Generated by GPT-5-mini| Pagure | |
|---|---|
| Name | Pagure |
| Caption | Web UI for Pagure |
| Developer | Fedora Project, Red Hat |
| Released | 2012 |
| Programming language | Python |
| Operating system | Linux |
| License | GNU General Public License v2 |
Pagure is an open-source, web-based source code management system and forge designed to provide Git hosting, issue tracking, pull request workflow, and project wikis. It is developed within the Fedora Project and has seen contributions from organizations such as Red Hat, with deployments across academic, corporate, and public sector sites. Pagure emphasizes lightweight design, extensibility, and integration with continuous integration ecosystems used by projects like Jenkins, Travis CI, and GitLab CI.
Pagure originated in the early 2010s as a response to the needs of the Fedora Project for an in-house hosted Git collaboration tool that could replace or augment systems such as Bugzilla and third-party forges like GitHub. Early maintainers included contributors who had worked on Mercurial and git tooling. Over time Pagure absorbed ideas from existing projects including Gitea, Gerrit, and GitLab while focusing on a Pythonic stack compatible with Red Hat infrastructure. It gained production traction in academic environments, municipal deployments, and emergency response projects that had previously relied on tools like SourceForge or Launchpad. Significant milestones included integration with Systemd-based deployments and adoption by distributions related to Fedora Linux and CentOS.

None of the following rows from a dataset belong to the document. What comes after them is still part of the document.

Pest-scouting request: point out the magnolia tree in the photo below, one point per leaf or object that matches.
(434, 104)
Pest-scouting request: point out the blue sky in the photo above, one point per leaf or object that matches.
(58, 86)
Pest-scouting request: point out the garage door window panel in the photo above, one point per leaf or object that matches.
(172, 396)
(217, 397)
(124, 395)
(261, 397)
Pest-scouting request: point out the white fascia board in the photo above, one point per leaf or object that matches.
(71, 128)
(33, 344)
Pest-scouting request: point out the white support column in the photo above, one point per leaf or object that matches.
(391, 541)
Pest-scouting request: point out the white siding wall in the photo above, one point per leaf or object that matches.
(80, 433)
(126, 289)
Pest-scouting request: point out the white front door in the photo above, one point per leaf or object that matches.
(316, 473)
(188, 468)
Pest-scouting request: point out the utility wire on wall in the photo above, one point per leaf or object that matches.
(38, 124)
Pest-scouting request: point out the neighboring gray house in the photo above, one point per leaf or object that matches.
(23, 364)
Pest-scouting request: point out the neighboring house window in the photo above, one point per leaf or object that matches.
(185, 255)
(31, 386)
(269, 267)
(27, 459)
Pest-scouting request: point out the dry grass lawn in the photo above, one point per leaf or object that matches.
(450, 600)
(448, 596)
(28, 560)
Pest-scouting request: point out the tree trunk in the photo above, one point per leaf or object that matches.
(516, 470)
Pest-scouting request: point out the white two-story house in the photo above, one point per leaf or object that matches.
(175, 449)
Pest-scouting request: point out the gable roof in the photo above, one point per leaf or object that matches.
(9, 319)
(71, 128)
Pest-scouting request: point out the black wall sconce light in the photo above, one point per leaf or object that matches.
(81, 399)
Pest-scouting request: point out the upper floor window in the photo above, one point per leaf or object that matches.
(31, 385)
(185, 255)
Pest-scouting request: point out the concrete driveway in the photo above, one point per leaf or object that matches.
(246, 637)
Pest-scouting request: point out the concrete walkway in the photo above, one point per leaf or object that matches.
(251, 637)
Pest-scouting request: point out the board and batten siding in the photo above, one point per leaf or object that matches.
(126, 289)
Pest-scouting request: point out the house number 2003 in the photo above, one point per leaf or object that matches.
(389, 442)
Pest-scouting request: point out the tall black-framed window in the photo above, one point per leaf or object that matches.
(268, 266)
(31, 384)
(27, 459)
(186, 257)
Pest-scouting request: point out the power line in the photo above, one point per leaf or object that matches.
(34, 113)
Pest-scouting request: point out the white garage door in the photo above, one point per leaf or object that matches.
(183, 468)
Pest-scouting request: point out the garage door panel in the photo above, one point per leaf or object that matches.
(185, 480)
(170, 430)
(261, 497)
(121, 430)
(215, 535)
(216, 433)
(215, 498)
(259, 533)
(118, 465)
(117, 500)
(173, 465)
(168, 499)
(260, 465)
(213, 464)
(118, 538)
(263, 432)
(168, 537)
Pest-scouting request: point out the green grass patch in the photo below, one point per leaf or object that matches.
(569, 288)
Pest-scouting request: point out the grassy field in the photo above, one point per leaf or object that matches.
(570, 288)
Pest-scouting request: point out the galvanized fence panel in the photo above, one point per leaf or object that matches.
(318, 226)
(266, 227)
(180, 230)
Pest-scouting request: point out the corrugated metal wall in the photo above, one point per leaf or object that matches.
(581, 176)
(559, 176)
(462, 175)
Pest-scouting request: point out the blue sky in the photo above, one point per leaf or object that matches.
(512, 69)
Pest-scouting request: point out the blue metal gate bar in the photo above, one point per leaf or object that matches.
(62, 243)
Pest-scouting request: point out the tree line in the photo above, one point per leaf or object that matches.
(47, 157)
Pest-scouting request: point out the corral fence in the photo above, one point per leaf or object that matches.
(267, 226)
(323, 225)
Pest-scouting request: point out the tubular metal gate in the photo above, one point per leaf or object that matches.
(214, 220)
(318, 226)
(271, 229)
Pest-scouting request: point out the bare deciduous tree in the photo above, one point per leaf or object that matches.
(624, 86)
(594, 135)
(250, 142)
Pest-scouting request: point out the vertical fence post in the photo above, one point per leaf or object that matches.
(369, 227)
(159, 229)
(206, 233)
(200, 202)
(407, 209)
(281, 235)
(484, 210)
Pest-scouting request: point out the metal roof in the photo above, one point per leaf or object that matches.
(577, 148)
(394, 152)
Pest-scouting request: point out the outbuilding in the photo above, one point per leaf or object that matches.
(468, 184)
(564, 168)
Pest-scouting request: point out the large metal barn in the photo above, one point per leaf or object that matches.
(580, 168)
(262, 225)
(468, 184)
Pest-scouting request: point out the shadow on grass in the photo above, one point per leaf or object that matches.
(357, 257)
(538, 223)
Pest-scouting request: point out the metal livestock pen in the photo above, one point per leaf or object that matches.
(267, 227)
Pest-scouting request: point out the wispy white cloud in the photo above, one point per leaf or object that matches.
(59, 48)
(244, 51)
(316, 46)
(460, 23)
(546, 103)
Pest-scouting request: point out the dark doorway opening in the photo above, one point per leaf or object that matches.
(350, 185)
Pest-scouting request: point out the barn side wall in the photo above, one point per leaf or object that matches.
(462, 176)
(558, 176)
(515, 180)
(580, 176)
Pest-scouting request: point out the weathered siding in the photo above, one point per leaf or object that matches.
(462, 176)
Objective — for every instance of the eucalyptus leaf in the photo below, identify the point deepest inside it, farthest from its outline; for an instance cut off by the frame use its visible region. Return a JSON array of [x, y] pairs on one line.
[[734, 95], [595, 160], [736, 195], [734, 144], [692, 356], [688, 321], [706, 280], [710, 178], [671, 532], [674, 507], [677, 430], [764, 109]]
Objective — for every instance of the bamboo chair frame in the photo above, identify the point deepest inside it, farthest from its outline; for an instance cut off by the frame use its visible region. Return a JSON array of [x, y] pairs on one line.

Pagure offers core capabilities for collaborative development such as Git repository hosting, web-based merge requests, and an issue tracker interoperable with external systems like JIRA and Phabricator. It implements a pull-request-style workflow similar to GitHub Pull Requests and supports code review features comparable to Gerrit and Reviewboard. Project wikis use a simple markup and can be backed by repositories, drawing conceptual parallels to MediaWiki and Confluence. Authentication and authorization integrate with identity providers such as LDAP, SAML, and OAuth2 providers including GitHub, GitLab, and Google. For automation and CI/CD, Pagure exposes webhooks consumable by systems like Jenkins, Travis CI, and CircleCI. Backup and mirroring support allow synchronization with GitLab and Bitbucket instances.
Pagure is implemented primarily in Python and uses the Pylons/Flask ecosystem patterns with a WSGI-compatible application server such as Gunicorn or uWSGI. It stores metadata in a relational database like PostgreSQL or MariaDB and relies on the underlying git executable for repository operations, often invoking libgit2 bindings or command-line plumbing. The web frontend uses templating and JavaScript compatible with modern browsers; integrations for notifications and activity feeds can connect to Matrix or Rocket.Chat and email servers such as Postfix or Exim. Authentication can be delegated to directory services like FreeIPA or cloud identity platforms such as Okta. Deployment patterns follow common Linux service conventions found in systemd units and container orchestration with systems like Kubernetes or Docker Swarm.
Administrators deploy Pagure on Linux hosts using configuration management tools including Ansible, SaltStack, and Puppet. Packaged installations have been provided for distributions such as Fedora, CentOS, and Debian, while container images enable rapid setup on Kubernetes clusters alongside PostgreSQL and Redis services. Backup strategies involve repository mirroring to services like rsync targets or secondary Git servers, and database snapshotting integrated with tools like BorgBackup or Amanda. Logging and observability tie into Prometheus metrics and Grafana dashboards, with alerting routed through PagerDuty or OpsGenie. Role-based access control maps to organizational structures found in enterprises and institutions using Keycloak or FreeIPA.
The project has historically been stewarded by the Fedora Project community with contributors from Red Hat, various universities, and independent developers. Governance follows a meritocratic open-source process similar to models used by Debian and Apache Software Foundation projects, with issue triage on hosted trackers and code contributions reviewed via merge requests. Community communication occurs on mailing lists, IRC channels on networks like Libera Chat, and chat platforms such as Matrix and Discourse forums mirroring practices from GNOME and KDE communities. Documentation and translations have leveraged collaborative platforms used by Mozilla and Wikimedia projects.
Pagure implements repository access controls, audit logging, and support for two-factor authentication using tokens compatible with TOTP standards and hardware authenticators like YubiKey. Security hardening recommendations align with guidance from CVE processes and vulnerability response practices used by Red Hat and Ubuntu security teams. For compliance, administrators map Pagure deployments to organizational policies influenced by standards such as FedRAMP and internal frameworks present in institutions like NASA and European Commission projects. Integration with code quality and security scanners—examples include SonarQube, Bandit, and Dependabot—allows automated detection of license and dependency issues similar to workflows in OpenSSF initiatives.